Time is now for Still Having Fun
Still Having Fun was by himself at the end of the Frank Whiteley, Jr. Stakes. Photo by Laurie Asseo.
by Frank Vespe
“If there’s a time to try him up there, it’s now,” says Laurel Park-based trainer Tim Keefe.
“Him” is his talented three-year-old trainee Still Having Fun. “Up there” is Belmont Park, and “now” is going to be Saturday, when Keefe sends the Maryland-bred son of Old Fashioned postward in the Grade 2, $400,000 Woody Stephens Stakes. Still Having Fun is 15-1 on the morning line.
Still Having Fun rallied nicely to be second in his last race, the six-furlong Chick Lang Stakes on the Preakness undercard at Pimlico. While he was beaten six lengths that day, the winner, Mitole, is one of the fastest three-year-olds in the country; in fact, he and Kentucky Derby-Preakness winner Justify are tied for the year’s top Beyer speed figure by a three-year-old (107) and the second-highest three-year-old Beyer, 104.
There’s no question the seven-furlong Stephens it’s a heavy lift for Still Having Fun. It has drawn a wide-open field of 12; the morning line favorite is Kanthaka (3-1), the Jerry Hollendorfer trainee who has won a pair of graded races at the seven-furlong distance.
The good news is that, while this figures to be the toughest top-to-bottom field that Still Having Fun has seen, Mitole won’t be here.

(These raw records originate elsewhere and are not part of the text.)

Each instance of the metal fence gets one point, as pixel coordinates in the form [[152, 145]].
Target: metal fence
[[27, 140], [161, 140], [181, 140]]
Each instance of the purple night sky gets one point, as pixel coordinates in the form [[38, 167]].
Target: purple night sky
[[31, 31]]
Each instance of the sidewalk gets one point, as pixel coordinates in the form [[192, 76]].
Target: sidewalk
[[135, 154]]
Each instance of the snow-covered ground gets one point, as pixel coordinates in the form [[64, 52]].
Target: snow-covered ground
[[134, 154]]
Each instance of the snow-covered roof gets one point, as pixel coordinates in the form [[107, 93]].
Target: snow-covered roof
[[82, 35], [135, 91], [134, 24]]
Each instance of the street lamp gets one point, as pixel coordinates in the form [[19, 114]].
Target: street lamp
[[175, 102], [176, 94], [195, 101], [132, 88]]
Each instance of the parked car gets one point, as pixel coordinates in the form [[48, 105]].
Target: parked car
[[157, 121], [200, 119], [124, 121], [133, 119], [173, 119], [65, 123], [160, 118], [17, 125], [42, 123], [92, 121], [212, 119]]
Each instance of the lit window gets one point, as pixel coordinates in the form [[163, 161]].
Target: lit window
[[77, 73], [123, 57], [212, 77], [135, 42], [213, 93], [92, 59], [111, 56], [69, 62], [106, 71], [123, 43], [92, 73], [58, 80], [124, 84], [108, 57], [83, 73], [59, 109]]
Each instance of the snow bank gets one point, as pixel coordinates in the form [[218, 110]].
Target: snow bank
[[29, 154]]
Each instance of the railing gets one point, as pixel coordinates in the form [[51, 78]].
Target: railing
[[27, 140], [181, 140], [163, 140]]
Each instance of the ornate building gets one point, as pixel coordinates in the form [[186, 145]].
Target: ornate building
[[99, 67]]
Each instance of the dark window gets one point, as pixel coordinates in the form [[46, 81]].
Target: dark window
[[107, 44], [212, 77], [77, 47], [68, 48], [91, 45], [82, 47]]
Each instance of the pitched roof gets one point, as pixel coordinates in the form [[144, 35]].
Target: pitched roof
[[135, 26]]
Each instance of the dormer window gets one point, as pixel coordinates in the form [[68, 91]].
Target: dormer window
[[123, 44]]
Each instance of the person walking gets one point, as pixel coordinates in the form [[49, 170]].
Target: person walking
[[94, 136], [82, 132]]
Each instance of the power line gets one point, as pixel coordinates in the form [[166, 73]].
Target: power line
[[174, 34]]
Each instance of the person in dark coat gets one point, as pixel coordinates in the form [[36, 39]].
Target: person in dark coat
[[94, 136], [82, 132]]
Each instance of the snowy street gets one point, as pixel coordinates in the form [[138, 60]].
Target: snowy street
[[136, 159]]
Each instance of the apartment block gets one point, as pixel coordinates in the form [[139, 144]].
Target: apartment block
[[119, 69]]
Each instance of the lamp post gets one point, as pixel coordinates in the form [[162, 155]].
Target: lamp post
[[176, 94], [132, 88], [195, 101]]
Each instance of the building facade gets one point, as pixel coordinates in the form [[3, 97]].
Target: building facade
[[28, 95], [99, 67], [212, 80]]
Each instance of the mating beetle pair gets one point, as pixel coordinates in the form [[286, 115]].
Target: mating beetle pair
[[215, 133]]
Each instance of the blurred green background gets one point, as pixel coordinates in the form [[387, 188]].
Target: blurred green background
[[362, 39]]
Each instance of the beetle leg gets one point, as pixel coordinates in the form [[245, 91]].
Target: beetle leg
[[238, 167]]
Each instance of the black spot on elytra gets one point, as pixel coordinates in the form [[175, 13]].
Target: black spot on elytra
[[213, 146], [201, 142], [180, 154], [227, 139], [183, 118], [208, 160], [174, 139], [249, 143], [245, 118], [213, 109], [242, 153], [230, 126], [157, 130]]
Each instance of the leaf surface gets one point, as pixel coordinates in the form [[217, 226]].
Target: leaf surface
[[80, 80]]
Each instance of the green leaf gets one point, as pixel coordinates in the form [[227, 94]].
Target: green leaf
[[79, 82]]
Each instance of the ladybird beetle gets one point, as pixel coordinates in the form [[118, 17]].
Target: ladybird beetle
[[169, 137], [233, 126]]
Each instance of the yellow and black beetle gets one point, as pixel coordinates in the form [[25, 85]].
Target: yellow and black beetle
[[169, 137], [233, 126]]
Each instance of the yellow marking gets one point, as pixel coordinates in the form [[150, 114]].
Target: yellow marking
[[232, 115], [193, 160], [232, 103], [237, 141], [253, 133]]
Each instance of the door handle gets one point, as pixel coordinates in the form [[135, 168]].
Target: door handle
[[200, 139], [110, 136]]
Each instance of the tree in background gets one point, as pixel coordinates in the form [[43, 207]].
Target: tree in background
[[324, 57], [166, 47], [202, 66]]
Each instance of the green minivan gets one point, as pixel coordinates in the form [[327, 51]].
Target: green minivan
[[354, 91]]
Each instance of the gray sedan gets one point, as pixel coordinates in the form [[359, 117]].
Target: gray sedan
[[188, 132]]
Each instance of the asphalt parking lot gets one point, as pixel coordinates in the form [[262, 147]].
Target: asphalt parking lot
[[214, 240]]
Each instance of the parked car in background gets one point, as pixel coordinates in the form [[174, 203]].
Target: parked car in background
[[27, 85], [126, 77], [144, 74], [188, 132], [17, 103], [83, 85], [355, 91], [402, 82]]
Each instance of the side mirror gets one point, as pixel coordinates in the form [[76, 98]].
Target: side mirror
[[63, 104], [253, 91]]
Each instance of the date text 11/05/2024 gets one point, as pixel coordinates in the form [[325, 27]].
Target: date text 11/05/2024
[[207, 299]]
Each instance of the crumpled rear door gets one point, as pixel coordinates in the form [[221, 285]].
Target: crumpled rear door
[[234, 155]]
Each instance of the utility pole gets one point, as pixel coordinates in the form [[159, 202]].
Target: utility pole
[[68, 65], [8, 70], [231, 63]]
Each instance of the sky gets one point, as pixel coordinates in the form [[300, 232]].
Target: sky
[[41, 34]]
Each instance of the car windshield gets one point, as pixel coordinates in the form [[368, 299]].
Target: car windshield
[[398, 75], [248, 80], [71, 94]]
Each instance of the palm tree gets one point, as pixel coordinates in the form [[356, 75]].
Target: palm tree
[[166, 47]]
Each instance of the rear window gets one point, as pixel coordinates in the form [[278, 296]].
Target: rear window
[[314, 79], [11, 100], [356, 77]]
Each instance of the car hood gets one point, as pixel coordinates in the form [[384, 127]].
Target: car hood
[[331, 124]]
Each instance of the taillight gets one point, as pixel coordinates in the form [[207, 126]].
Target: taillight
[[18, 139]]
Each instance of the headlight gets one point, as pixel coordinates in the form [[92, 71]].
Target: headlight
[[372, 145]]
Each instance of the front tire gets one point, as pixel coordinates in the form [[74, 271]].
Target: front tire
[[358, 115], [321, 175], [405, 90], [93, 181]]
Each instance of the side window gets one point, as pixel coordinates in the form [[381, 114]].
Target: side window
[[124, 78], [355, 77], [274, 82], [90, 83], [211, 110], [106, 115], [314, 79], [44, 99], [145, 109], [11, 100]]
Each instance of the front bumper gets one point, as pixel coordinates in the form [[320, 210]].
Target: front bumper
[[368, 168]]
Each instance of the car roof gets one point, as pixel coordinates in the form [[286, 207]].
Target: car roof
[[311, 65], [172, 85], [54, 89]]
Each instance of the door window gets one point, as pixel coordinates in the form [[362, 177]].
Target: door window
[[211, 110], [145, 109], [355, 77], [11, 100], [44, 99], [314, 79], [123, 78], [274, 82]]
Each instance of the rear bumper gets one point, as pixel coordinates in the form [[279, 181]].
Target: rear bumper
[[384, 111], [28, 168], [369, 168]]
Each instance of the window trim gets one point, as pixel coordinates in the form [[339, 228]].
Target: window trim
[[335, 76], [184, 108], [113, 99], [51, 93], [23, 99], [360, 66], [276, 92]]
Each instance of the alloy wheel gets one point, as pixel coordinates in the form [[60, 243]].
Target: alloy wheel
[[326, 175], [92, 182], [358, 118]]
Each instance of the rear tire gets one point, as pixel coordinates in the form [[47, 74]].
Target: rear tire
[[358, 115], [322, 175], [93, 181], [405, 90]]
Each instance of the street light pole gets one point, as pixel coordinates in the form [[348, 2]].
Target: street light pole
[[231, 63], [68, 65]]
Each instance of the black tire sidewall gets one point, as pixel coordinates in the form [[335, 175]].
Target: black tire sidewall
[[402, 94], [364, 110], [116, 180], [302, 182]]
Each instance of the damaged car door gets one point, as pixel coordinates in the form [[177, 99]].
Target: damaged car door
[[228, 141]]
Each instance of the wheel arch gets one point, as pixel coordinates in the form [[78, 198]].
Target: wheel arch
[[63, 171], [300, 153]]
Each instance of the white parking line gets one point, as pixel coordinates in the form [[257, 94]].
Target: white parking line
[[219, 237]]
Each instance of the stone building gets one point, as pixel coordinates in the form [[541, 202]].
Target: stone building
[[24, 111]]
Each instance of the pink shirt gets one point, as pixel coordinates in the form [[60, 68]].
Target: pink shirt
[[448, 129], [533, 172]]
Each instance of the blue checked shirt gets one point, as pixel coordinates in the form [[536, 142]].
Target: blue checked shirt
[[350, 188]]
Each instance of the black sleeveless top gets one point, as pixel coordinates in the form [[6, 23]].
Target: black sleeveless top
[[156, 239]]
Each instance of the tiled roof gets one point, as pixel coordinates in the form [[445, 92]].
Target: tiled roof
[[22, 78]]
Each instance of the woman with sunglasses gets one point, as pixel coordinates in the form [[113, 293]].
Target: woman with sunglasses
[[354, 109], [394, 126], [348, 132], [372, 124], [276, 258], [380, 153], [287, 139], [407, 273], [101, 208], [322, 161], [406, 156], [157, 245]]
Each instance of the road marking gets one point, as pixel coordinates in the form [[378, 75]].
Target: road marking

In the Chick Lang, Still Having Fun, off at 9-1 odds, was in eighth place after a half-mile before angling out and making a solid run under jockey Sheldon Russell to be a clear second.

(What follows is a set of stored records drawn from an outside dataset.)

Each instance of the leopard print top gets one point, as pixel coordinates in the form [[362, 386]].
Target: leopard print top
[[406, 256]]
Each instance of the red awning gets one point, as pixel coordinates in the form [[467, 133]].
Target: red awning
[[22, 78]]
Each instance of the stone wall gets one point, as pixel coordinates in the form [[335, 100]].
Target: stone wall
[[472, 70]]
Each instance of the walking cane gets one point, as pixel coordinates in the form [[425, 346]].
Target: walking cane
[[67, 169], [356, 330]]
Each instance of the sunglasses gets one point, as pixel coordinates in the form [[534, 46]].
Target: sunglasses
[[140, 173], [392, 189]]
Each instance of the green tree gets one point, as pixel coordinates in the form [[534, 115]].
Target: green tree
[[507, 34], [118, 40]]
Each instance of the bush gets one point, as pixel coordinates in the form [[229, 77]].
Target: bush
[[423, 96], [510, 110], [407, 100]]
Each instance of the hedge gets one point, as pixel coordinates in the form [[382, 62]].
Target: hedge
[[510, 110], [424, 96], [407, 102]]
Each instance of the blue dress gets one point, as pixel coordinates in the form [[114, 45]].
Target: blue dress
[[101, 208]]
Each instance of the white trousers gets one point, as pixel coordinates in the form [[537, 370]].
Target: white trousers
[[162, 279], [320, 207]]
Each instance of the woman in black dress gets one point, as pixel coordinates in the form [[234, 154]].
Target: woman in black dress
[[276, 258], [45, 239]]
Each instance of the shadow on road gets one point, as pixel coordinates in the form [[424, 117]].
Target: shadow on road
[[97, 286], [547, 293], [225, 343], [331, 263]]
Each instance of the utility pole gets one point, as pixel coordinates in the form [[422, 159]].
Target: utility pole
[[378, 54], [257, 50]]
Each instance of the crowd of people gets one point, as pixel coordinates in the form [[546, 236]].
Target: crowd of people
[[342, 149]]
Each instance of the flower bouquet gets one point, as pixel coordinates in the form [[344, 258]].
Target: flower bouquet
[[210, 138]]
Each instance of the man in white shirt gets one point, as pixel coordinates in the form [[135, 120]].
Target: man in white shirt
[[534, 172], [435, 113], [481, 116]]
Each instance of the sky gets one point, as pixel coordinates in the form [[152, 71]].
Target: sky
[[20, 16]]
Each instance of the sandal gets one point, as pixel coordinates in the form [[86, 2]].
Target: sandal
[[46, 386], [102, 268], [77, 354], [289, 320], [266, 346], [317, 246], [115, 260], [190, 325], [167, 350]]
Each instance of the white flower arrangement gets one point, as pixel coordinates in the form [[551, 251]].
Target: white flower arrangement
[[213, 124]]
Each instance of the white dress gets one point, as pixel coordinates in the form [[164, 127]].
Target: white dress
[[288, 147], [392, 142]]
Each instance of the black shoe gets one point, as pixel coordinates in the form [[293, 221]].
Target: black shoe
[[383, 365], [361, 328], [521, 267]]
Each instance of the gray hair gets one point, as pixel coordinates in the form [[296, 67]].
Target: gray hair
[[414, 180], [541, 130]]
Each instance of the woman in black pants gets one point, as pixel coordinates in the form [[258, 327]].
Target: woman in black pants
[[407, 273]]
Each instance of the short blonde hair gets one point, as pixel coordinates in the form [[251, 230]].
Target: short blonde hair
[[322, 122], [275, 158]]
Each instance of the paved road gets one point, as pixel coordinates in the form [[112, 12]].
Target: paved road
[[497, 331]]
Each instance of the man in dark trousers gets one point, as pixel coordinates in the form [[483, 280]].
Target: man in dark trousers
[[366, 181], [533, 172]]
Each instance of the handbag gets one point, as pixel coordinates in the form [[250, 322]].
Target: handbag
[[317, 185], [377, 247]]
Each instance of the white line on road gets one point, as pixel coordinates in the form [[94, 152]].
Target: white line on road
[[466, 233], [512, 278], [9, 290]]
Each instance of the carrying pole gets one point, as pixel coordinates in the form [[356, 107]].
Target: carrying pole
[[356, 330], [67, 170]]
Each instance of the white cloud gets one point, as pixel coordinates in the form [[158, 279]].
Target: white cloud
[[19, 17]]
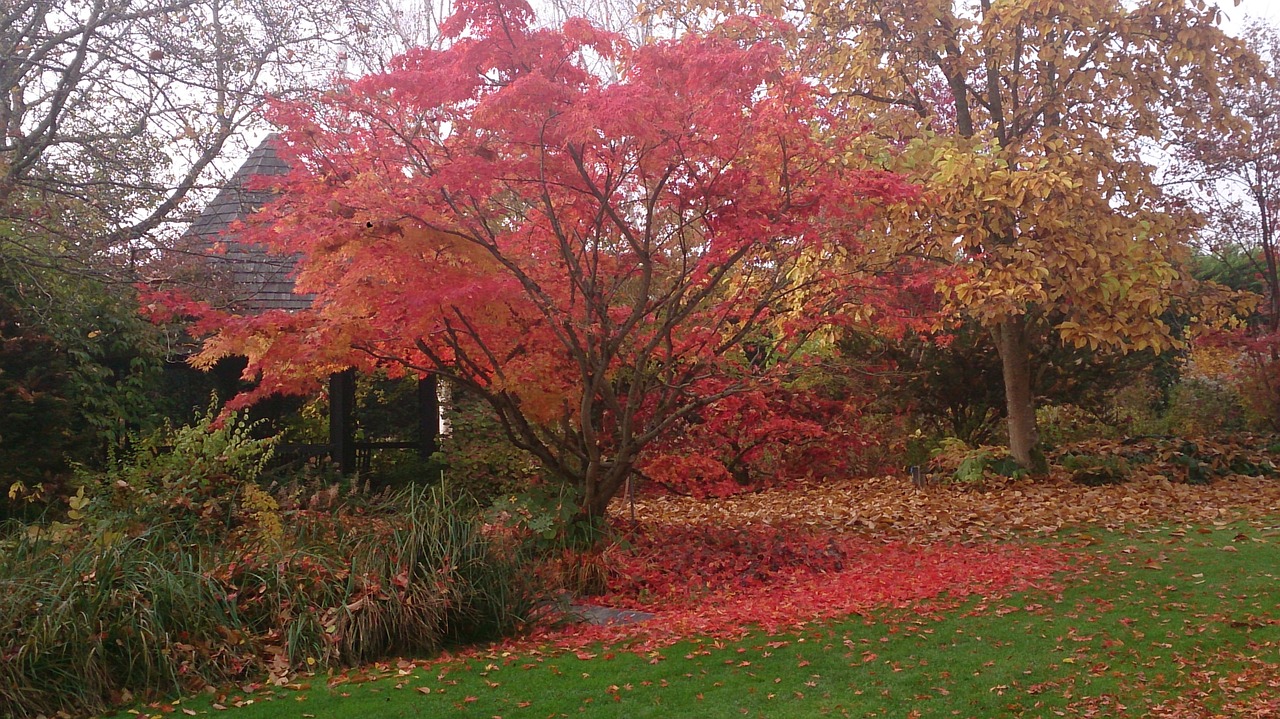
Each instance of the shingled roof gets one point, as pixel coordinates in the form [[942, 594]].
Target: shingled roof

“We were thrilled with the way he ran in the Chick Lang,” said Keefe. “He handled everything fine, the noise, the commotion. He kind of jumped a lot of hurdles and came out of the race great.”

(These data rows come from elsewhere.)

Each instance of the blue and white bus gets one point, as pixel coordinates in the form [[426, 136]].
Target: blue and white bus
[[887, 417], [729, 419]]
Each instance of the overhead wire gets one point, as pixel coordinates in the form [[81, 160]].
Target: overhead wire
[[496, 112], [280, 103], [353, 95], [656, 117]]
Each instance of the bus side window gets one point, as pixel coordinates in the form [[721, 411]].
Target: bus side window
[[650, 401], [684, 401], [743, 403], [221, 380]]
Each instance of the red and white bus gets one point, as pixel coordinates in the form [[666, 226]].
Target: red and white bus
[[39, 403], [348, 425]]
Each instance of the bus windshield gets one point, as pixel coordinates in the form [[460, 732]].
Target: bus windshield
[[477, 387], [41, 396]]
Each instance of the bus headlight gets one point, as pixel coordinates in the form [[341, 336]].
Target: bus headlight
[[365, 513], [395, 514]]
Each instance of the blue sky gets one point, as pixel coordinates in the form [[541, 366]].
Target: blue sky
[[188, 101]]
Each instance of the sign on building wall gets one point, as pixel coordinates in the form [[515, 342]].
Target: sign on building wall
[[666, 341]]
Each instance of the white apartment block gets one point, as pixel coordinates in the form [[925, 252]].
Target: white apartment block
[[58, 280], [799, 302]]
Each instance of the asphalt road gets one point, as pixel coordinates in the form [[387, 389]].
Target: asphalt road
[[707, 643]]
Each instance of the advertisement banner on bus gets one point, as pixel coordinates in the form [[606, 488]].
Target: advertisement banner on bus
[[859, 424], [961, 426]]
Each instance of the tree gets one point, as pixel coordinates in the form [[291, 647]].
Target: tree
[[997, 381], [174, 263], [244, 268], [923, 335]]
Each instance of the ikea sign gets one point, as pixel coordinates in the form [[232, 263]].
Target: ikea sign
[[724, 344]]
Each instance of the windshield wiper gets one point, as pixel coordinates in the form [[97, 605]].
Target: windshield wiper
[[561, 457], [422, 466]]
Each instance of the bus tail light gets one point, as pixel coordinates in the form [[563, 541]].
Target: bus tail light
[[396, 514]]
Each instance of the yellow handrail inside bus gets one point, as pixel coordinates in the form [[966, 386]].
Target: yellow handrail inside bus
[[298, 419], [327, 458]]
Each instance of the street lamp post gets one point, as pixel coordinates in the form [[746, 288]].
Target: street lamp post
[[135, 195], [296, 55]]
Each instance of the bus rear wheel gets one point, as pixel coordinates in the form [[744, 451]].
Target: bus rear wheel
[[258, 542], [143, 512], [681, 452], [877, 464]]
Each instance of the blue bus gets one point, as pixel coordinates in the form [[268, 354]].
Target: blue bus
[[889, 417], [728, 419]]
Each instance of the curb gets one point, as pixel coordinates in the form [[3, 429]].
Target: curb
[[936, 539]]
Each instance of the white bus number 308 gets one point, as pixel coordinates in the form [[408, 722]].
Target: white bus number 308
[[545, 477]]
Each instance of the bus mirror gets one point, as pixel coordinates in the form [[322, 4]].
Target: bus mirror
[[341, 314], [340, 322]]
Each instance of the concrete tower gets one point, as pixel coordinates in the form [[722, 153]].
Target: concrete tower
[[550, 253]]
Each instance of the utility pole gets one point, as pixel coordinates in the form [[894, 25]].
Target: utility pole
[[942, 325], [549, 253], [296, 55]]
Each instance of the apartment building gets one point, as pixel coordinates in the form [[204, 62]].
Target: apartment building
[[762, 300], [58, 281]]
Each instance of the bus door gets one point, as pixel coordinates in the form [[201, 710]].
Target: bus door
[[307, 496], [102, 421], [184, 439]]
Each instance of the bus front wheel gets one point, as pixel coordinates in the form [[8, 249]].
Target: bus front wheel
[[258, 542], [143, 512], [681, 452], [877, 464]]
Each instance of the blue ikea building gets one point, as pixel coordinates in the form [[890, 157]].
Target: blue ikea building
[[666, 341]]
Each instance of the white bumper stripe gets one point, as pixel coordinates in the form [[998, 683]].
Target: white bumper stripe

The added furlong of the Woody Stephens figures to benefit Still Having Fun, whose best performance probably came in the Frank Whiteley, Jr. Stakes at the same distance. Notably, Still Having Fun, out of the Dehere mare Casual Kiss, sports a gaudy record of 5-3-2-0 in one-turn races; his only two out-of-the-money finishes came in the 1 1/16 mile Private Terms Stakes and the 1 1/8 mile Federico Tesio. Overall, he has earned $211,703 from seven starts.
Keefe co-bred Still Having Fun, along with Mr. and Mrs. Charles McGinnes. He trained Still Having Fun’s dam, Casual Kiss, for his longtime, now-deceased owner Arnold Heft. Though Casual Kiss never did make the races, Keefe said she showed talent in the mornings.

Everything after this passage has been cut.